Skunk is the ultimate survival food because no one else will know how to eat it but you!!! Even Bear Grylls who drinks his own urine and will shove stuff up his butt to get hydrated couldn’t do it!!!!!

I will include a full version of the skinning and de-glanding in a future video which is very likely to be marked as “age restricted.” Keep watching this description for links…!

In this part, we show in detail how to really prepare skunk for eating. This is very likely the only living proof that skunk can be made edible, putting Jeremy and I in a very unique club consisting of most likely a handful of people who have ever eaten and ENTIRE SKUNK!

To my best knowledge this is the ONLY LIVING PROOF that this can be made edible and palatable. Many historic documents casually mention it as table fair, but none that I know have detailed instructions about exactly how the processing and cooking should be done.

Jeremy (One Wildcrafter) also demonstrates a technique for getting rid of skunk smell using a common and natural household product.

Adam Craig Outdoors also stops in for a taste-test!

Shawn Woods tried, but was not successful: https://www.youtube.com/watch?v=H0E9YCoDyyE
Bear Grylls failed too: https://www.youtube.com/watch?v=GkZCayKC5eE

Here is one historic record of skunk eating from a book called “What to Eat, and how to Cook It (New York 1863) by Pierre Blot:
https://www.loc.gov/resource/rbc0001.2014bit16065/?st=gallery

Opossum, Otter, Raccoon, Skunk, Woodchuck, Fox, etc.

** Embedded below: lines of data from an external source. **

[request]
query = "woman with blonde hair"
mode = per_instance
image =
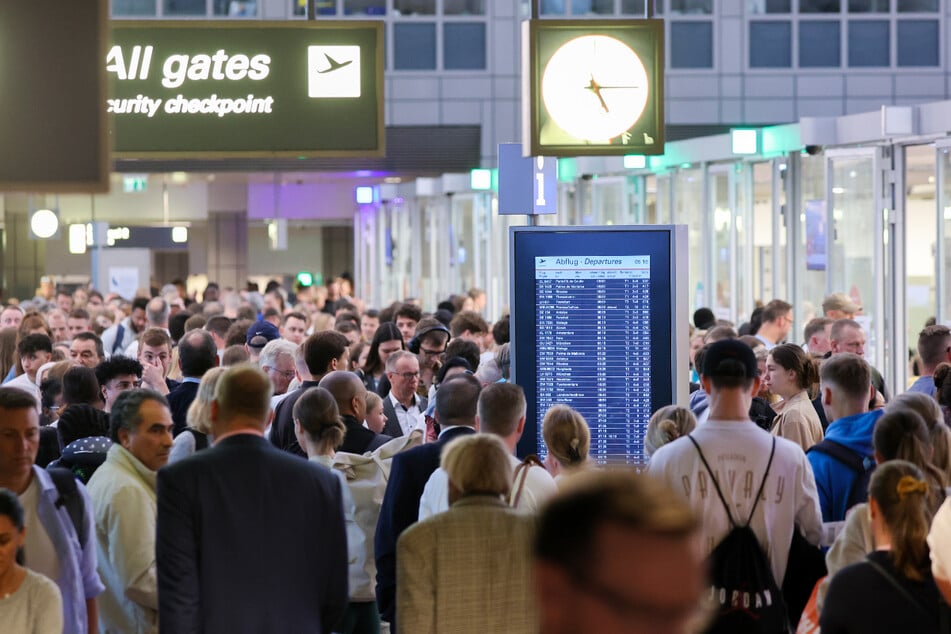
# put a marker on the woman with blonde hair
(568, 439)
(197, 435)
(666, 425)
(790, 372)
(893, 589)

We cannot say that we have had much experience in cooking the above, but all these animals are eaten by many persons in different parts of this and other countries. We have eaten of all of them except the raccoon, and we must say that we found them good.
It is well known that when our soldiers retook possession of Ship Island, they found plenty of raccoons on it, and ate all they could catch. One day we happened to meet a sub-officer who was there at the time, and enquired of him about it. He said he had never eaten any raccoons before, and did not know that they were eatable; but now he would eat them as readily as rabbits, as they were quite as good.

The best time to eat either of the animals enumerated above is from Christmas to the 15th of February; squirrels also are not good in warm weather.

How to prepare them.—As soon as the animal is killed skin it, take the inside out, save the liver and heart, and wash well with lukewarm water, and a little salt, in and outside; then wipe dry with a towel, put inside of it a few leaves of sage, bay leaves, mint and thyme, and sew it up. Hang it outside in a place sheltered from the sun, such as the northern side of a building; leave it thus five or six days, then take off and cook.

We were hunting one day in New Jersey, northwest of Paterson, with a friend and two farmers living there, when one of them shot a skunk. We asked him how much he could get for the skin. He said it was not worth-while to take it to town, but that he would eat the animal, as it was very good.

We thought at first that he was joking; but putting his gun and game bag to the ground, he looked at us earnestly and said, “Gentlemen, you seem to doubt; I will show you how it is done.” We soon saw that we had been mistaken.

He made a fire, took hold of the skunk by the head with one hand, and with a stick in the other, held the skunk over the fire. He burnt off nearly all the hair, taking care to avoid burning the skin, commencing at the hind legs; then, -with his hunting knife, he carefully took off the bag containing the fetid matter, and skinned and cleaned it.

We then examined the skunk, and although it had not been washed, we could not find any part of it which had smell, and if we had not seen the whole operation, we certainly would not have thought that it was a skunk, the very name of which is repulsive.
The following week we dined with the farmer, ate some of that identical skunk, and found it very good.